The Tennessee Valley Authority has submitted a plan to state regulators to use hydraulic dredges to pull the material from the river channel, pump it to an area of the Kingston Fossil Plant site where it can dry and then move it to temporary storage on a former ash pond that was converted to a recreation field years ago.
The process could take several weeks.
Also, the TVA, responding to an enforcement order by the Tennessee Department of Environment and Conservation, has turned over hundreds of pages of documents covering decades of operation at the Kingston plant, where the spill occurred Dec. 22.
The state agency is overseeing the cleanup and considering fines for violating the Clean Water Act.
The coal ash breached an earthen wall that held back a 55-foot-tall mountain of coal-burning byproducts.

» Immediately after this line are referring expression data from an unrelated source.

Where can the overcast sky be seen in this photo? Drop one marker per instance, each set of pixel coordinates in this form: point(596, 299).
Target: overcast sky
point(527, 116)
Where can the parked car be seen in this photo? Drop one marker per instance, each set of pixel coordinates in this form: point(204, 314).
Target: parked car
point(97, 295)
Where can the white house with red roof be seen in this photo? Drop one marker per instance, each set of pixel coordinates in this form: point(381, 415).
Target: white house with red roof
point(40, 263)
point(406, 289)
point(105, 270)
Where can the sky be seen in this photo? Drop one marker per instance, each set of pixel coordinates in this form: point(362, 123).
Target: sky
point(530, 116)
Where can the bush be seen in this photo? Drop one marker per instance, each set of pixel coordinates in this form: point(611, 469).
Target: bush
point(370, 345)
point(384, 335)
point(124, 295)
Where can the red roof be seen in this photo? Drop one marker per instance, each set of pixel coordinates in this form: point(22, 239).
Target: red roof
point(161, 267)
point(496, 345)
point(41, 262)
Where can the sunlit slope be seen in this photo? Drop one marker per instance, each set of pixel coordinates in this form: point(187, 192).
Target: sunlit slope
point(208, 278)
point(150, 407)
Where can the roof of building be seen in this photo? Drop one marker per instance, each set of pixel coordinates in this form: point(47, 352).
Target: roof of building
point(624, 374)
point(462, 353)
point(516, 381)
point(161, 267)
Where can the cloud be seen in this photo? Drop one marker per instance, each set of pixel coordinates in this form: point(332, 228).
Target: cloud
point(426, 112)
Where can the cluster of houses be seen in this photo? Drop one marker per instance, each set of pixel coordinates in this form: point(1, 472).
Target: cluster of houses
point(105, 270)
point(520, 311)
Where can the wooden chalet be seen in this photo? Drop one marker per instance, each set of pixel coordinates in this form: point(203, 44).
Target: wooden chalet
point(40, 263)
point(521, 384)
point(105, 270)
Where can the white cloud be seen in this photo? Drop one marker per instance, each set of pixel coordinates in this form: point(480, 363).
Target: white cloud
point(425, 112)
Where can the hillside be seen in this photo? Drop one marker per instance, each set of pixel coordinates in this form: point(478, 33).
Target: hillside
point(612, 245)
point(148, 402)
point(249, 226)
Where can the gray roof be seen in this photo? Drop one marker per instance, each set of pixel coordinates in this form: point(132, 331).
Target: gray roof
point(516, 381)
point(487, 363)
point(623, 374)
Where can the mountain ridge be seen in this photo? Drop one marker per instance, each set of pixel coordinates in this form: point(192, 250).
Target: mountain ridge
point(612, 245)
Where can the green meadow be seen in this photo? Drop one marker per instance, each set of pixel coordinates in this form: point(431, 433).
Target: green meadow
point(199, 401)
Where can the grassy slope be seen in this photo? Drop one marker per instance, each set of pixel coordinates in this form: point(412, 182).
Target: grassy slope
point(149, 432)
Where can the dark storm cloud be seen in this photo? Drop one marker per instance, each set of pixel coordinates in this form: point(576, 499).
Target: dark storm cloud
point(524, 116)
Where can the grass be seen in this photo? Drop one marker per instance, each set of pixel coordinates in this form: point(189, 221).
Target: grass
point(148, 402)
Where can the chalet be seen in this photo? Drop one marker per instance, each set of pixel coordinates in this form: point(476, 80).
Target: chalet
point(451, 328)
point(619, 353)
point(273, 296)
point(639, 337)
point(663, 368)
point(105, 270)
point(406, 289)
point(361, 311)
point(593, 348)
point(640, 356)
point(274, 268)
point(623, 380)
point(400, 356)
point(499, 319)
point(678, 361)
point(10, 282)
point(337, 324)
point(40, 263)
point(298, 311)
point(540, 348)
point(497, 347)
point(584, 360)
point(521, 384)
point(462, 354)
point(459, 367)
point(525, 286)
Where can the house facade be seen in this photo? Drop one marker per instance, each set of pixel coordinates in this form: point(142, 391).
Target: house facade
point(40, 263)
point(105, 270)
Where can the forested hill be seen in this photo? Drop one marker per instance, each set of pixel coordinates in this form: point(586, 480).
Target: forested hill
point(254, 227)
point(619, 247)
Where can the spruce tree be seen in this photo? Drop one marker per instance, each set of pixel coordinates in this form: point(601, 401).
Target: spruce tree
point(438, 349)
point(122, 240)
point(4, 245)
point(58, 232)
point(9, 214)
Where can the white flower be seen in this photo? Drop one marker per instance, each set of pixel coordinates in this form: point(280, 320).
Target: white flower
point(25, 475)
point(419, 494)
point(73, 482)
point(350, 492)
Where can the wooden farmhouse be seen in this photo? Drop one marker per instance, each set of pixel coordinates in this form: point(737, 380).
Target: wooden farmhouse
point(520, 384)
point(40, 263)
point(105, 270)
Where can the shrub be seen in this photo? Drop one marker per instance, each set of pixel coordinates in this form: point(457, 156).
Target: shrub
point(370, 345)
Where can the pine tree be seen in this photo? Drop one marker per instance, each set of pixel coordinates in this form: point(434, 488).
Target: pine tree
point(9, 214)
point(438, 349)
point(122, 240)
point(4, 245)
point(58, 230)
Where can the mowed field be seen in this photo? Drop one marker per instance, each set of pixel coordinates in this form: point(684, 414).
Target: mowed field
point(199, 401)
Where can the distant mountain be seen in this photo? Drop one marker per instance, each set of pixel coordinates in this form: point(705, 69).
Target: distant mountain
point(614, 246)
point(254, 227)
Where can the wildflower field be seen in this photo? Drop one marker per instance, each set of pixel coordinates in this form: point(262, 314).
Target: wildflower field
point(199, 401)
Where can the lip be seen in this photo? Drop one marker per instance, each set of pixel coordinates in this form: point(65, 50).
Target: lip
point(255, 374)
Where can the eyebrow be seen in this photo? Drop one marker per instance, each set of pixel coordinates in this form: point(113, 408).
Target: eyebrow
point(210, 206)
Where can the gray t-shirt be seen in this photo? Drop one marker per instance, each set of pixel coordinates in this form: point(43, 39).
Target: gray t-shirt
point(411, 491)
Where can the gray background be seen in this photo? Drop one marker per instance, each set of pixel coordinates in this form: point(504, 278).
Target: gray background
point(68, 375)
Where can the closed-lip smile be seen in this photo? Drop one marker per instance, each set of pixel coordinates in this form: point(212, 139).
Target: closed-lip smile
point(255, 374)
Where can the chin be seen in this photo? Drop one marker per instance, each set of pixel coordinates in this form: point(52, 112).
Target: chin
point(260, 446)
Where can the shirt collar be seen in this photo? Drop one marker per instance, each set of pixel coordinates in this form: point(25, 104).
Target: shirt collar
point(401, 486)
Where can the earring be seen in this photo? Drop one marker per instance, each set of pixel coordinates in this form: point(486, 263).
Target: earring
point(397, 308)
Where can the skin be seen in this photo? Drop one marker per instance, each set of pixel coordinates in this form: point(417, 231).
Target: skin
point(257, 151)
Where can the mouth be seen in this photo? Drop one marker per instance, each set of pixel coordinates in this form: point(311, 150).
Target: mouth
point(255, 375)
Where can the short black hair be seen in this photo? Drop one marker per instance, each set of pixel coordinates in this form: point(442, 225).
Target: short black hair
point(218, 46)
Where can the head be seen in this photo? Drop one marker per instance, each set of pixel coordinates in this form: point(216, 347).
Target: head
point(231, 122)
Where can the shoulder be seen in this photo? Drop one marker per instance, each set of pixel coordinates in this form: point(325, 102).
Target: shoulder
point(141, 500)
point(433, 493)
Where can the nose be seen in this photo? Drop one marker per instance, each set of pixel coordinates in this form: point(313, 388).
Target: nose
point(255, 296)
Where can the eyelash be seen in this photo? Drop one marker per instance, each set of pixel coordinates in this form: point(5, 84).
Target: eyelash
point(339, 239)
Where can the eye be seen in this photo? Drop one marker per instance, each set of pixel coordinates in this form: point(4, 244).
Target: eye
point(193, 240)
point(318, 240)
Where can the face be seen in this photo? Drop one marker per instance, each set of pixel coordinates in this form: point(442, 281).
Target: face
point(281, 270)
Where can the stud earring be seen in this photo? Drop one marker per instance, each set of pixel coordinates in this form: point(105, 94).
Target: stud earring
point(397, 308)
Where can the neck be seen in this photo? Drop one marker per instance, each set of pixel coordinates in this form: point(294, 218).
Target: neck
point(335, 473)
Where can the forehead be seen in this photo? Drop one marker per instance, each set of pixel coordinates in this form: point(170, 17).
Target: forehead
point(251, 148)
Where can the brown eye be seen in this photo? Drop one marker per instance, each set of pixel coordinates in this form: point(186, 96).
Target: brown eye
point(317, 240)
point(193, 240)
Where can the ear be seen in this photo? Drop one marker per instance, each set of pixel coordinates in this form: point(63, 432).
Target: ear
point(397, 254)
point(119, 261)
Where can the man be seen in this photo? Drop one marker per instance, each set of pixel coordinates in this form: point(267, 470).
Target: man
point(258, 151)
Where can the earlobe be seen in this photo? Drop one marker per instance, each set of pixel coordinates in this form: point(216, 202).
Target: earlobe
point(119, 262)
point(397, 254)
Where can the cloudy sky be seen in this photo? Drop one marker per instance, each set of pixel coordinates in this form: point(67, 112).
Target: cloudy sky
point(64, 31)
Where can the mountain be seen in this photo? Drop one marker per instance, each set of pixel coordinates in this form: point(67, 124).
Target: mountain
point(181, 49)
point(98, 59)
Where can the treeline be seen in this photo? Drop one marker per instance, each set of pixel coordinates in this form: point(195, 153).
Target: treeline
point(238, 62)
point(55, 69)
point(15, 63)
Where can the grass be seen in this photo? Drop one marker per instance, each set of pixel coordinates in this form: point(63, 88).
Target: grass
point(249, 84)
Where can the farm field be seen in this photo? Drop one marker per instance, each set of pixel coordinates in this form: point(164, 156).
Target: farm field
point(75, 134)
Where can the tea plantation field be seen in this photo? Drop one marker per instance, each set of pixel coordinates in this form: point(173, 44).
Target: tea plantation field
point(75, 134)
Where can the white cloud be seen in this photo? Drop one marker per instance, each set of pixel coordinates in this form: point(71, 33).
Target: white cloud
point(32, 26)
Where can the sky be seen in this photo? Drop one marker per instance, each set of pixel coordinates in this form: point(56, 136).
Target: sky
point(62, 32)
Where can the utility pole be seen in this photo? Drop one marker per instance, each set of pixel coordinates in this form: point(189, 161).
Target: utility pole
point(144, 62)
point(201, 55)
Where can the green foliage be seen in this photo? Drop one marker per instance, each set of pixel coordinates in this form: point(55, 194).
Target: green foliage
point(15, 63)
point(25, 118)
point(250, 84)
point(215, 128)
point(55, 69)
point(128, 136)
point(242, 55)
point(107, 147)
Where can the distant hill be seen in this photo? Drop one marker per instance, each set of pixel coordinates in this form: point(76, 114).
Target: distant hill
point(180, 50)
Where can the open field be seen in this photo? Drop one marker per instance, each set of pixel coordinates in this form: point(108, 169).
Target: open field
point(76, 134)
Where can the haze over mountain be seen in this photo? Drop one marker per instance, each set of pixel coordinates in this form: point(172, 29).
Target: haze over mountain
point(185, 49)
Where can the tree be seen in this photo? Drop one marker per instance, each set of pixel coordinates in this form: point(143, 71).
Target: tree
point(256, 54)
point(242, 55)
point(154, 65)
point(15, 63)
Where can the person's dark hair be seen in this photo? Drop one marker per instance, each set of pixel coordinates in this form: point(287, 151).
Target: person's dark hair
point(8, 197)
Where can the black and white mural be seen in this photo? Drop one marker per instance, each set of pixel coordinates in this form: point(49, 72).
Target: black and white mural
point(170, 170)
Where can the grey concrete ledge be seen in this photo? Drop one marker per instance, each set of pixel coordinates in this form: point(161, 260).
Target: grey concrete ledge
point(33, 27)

Some 1.1 billion gallons of sludge was released over 300 acres, and TVA estimates as much as 2.3 million cubic yards of ash entered the river.
"This is just the beginning," TVA spokeswoman Barbara Martocci said Friday of the dredging plan for the Emory River.
Meanwhile, new results from state environmental testing show no evidence the fly ash has harmed air quality in the area or that levels of radioactive radium in samples exceed what is typically found in fertilizers.
"All samples contained significantly less radium than the average concentrations typically found in phosphate fertilizers," the state environmental agency said on its Web page.